Isaac Guerrero

Personal information
- Full name: Isaac Oriol Guerrero Hernández

Team information
- Current team: Juventus Women (head coach)

Managerial career
- Years: Team
- 1999–2003: UDA Gramenet
- 2003–2009: RCD Espanyol
- 2021–2025: United States (assistant)
- 2026–: Juventus Women

= Isaac Guerrero =

Spanish football coach

Isaac Oriol Guerrero Hernández (/es/) is a Spanish football coach who is the head coach of Italian club Juventus Women.

== Career ==
Guerrero carrer started in 1994 when he was appointed as Head Coach and Head of Metholodogy of Catalonia club UE Sant Fost. From 1999 to 2003, he worked at UDA Gramenet as Head Coach, Players Scout, Technical Director and Head of Methodology Department. He was a non-playing staff member at RCD Espanyol between 2003 and 2009.
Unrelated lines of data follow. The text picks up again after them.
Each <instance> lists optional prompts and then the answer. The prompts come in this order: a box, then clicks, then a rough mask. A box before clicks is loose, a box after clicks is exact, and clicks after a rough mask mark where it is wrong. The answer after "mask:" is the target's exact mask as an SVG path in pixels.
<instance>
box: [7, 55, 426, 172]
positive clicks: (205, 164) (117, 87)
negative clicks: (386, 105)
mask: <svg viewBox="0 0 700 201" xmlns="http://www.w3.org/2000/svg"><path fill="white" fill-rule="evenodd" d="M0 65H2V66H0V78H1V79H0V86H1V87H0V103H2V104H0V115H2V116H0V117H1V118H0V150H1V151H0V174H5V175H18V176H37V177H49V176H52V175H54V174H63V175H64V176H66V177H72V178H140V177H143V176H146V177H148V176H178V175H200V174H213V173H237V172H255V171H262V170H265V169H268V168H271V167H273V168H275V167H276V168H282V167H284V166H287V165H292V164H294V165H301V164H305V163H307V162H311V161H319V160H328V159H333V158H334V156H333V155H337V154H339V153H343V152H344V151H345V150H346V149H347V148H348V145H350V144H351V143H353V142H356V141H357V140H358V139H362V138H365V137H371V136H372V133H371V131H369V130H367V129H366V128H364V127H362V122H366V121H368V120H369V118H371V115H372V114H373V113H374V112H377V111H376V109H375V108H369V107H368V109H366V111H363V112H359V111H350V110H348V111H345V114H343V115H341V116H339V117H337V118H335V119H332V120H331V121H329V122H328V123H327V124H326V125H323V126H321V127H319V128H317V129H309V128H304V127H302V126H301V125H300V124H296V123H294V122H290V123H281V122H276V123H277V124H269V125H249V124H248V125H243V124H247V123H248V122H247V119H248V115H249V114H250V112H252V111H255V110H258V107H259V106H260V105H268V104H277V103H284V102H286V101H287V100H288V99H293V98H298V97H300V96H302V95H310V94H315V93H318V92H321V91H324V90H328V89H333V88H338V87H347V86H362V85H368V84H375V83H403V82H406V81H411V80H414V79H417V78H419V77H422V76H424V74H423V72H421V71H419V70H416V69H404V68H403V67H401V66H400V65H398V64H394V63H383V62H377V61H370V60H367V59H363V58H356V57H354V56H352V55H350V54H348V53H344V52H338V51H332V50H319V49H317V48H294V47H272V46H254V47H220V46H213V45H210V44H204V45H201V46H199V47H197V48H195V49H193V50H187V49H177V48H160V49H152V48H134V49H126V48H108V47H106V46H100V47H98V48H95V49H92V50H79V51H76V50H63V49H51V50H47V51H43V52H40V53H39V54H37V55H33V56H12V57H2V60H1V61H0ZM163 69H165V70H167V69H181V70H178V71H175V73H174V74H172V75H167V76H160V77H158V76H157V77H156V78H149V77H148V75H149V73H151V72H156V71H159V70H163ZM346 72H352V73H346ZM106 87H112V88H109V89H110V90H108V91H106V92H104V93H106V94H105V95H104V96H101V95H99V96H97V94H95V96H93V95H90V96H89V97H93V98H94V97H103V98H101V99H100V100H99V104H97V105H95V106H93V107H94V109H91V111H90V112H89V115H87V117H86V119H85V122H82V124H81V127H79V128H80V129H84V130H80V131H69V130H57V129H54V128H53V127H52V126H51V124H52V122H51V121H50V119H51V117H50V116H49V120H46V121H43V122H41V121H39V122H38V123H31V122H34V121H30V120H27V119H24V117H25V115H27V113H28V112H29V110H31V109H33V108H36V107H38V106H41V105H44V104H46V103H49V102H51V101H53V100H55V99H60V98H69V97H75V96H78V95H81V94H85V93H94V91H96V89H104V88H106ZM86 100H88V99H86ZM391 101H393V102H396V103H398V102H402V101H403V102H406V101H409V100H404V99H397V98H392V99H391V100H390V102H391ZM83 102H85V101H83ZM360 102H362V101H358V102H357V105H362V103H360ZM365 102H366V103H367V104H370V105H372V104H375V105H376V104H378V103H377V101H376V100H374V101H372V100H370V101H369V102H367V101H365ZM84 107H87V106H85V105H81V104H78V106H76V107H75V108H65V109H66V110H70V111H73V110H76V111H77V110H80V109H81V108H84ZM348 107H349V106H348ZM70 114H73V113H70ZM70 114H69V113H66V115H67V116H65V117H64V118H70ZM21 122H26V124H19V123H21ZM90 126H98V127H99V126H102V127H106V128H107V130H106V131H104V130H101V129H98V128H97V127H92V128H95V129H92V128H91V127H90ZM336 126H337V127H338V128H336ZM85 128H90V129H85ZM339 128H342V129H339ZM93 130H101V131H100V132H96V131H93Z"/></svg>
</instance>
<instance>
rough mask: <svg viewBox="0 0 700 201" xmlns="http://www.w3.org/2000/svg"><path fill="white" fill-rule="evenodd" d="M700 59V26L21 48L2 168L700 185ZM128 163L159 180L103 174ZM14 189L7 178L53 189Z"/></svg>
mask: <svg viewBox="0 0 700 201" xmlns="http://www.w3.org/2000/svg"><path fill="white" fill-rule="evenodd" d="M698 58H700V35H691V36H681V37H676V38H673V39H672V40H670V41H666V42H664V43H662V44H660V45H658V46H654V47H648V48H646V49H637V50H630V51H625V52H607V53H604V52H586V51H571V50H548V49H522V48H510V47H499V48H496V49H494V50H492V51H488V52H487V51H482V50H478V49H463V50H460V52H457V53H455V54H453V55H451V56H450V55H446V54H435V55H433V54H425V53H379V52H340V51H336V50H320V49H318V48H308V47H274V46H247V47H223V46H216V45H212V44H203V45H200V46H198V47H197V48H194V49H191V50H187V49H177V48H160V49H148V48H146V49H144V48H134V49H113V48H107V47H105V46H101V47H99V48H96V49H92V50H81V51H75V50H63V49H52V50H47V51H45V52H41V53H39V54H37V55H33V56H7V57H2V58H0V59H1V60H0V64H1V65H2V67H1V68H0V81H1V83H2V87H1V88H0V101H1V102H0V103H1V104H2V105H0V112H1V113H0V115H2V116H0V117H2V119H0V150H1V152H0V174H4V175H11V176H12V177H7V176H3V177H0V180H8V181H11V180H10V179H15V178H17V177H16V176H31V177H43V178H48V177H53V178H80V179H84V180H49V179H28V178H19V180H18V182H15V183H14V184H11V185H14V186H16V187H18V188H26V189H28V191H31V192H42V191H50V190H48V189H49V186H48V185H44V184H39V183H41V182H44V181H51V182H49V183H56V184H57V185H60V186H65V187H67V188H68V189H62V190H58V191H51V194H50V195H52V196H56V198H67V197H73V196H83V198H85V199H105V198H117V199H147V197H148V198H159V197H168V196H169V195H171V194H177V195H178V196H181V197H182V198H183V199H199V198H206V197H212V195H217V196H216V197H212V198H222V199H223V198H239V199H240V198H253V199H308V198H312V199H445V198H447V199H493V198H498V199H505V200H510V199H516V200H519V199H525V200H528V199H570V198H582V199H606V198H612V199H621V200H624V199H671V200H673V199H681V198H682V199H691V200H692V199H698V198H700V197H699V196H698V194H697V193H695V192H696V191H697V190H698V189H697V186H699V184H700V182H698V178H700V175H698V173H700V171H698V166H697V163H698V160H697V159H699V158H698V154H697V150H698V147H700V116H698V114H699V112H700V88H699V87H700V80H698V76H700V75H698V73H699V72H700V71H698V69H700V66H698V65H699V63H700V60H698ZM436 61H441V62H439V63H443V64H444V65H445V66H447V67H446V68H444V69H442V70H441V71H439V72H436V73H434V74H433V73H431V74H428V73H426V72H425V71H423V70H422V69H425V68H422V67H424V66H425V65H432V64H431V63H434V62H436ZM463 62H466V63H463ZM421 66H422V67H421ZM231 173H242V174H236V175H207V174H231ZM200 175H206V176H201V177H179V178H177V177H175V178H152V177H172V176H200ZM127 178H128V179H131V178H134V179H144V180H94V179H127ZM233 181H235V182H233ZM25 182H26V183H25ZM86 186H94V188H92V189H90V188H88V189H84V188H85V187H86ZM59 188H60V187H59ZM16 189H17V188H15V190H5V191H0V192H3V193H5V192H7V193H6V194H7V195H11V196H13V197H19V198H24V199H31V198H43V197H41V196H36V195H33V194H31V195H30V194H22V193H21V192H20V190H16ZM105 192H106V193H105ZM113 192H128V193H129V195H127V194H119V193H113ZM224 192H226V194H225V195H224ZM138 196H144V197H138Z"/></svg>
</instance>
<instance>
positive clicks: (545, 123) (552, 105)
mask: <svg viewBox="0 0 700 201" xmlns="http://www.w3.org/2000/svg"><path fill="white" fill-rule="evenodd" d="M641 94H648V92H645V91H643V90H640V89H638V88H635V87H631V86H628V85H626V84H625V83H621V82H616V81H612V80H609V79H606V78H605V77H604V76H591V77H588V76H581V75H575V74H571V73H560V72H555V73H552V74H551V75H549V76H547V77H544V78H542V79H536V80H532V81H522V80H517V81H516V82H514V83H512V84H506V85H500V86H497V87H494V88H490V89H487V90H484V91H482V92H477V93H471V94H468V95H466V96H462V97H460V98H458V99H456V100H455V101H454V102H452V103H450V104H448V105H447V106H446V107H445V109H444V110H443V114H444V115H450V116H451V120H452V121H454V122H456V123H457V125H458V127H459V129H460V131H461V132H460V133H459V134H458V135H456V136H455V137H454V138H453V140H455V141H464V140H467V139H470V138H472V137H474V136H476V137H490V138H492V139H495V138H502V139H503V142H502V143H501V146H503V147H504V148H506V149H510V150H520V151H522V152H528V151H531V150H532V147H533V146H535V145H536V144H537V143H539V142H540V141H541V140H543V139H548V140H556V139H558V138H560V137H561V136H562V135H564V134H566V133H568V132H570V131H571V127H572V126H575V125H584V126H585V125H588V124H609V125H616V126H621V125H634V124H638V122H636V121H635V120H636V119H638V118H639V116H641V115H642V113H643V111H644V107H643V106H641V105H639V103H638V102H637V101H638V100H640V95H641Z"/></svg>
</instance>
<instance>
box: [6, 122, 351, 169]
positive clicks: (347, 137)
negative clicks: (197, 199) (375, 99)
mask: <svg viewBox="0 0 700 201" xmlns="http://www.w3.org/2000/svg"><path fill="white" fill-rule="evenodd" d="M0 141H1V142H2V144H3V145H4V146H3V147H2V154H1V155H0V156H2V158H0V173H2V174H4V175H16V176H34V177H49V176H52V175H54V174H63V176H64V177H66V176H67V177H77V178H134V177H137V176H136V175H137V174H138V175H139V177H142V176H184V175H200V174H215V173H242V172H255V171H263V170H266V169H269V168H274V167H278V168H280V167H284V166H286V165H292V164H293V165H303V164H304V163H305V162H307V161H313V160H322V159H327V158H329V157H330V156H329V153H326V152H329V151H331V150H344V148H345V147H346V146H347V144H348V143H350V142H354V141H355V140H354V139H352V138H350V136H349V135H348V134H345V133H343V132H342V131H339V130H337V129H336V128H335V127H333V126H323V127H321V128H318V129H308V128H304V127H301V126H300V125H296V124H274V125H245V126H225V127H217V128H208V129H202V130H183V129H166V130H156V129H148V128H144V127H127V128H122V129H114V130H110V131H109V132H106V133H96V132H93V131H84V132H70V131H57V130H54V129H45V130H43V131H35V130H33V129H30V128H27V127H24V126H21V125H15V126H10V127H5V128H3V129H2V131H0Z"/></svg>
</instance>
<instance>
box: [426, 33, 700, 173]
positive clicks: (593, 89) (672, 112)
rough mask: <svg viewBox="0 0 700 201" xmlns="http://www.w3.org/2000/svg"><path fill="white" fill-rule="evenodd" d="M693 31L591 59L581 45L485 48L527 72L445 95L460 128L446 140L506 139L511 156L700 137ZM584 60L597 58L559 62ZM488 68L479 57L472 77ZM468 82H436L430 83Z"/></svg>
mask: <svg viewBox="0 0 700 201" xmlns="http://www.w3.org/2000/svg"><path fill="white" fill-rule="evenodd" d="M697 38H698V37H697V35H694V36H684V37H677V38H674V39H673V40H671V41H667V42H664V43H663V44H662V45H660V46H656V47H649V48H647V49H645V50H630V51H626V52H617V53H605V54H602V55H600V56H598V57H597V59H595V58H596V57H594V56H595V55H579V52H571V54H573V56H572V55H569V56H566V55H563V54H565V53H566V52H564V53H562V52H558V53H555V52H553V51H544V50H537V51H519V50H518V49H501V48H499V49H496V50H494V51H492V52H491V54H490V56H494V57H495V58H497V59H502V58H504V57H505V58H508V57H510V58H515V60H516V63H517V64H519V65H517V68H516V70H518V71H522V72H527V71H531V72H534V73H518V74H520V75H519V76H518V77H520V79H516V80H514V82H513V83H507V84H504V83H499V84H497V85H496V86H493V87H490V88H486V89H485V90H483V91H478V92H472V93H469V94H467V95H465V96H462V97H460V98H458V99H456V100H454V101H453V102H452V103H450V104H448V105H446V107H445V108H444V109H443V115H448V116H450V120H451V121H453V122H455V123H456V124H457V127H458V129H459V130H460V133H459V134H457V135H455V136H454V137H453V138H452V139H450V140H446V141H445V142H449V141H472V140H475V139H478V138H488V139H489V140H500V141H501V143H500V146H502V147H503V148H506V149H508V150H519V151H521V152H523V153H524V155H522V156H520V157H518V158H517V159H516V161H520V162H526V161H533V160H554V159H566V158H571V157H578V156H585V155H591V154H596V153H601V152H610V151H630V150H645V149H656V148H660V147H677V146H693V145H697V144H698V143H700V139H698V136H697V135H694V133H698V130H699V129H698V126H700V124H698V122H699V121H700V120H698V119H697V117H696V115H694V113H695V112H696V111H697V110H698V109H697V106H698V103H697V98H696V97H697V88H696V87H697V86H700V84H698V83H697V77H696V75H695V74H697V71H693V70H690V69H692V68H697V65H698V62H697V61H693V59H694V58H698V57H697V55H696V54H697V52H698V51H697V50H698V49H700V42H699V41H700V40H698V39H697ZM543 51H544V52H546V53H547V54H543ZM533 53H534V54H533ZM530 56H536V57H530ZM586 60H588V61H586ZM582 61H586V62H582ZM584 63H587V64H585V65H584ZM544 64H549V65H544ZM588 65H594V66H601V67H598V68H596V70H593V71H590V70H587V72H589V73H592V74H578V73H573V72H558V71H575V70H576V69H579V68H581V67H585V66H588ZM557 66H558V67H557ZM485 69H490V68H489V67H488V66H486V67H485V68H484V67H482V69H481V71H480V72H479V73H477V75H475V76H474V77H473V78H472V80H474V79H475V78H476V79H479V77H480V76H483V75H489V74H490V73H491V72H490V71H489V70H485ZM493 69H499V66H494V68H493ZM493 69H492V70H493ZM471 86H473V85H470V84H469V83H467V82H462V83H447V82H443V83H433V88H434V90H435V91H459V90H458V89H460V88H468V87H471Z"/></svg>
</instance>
He returned to Gramenet in 2009–2010. In 2010, he began working at FC Barcelona where he took charge of the roles as Deputy Director, Head of Coaching of Methodology Department, and Technical Director of the Barça Football School, part of the Barça Innovation Hub & Knowledge Area. He was the director and teacher of the Barça Innovation Hub & Knowledge Area, the coordinator of the Barça Coach Development Program and the director of the Barça Coach Academy.

In 2021, having ended his experience at Barcelona, he was named Venezia FC's Academy Director & Head of Coaching while working as Mauricio Pochettino's assistant coach for United States men's national soccer team. In 2025, he took part in a Commission of Experts at the Royal Spanish Football Federation.

On 2 July 2026, he was hired as Juventus Women's head coach on a two-year contract. It was his first experience as head coach of a team. His professional debut came on 5 August, in a UEFA Champions League single-leg qualifier against Portuguese side Torreense, won 2–1. On 19 September, Guerrero won his first seasonal trophy, the Serie A Women's Cup after Juventus defeated Roma on penalty shoot-out.

== Honours ==

- Serie A Women's Cup: 2026

== Personal life ==
He graduated in Physical education at the University of Barcelona, where he obtained the award as the best student in the class in 2003. He has a master's in Global Training in Professional Football and holds a UEFA Pro license. Prior to his appointment as Juventus Women's manager, he was occasionally invited by the Italian Football Federation to hold conferences at Coverciano.

Guerrero, along with Xavier Damunt, published a book titled 'El entrenamiento sistémico basado en las emociones' ('The systemic training based on emotions').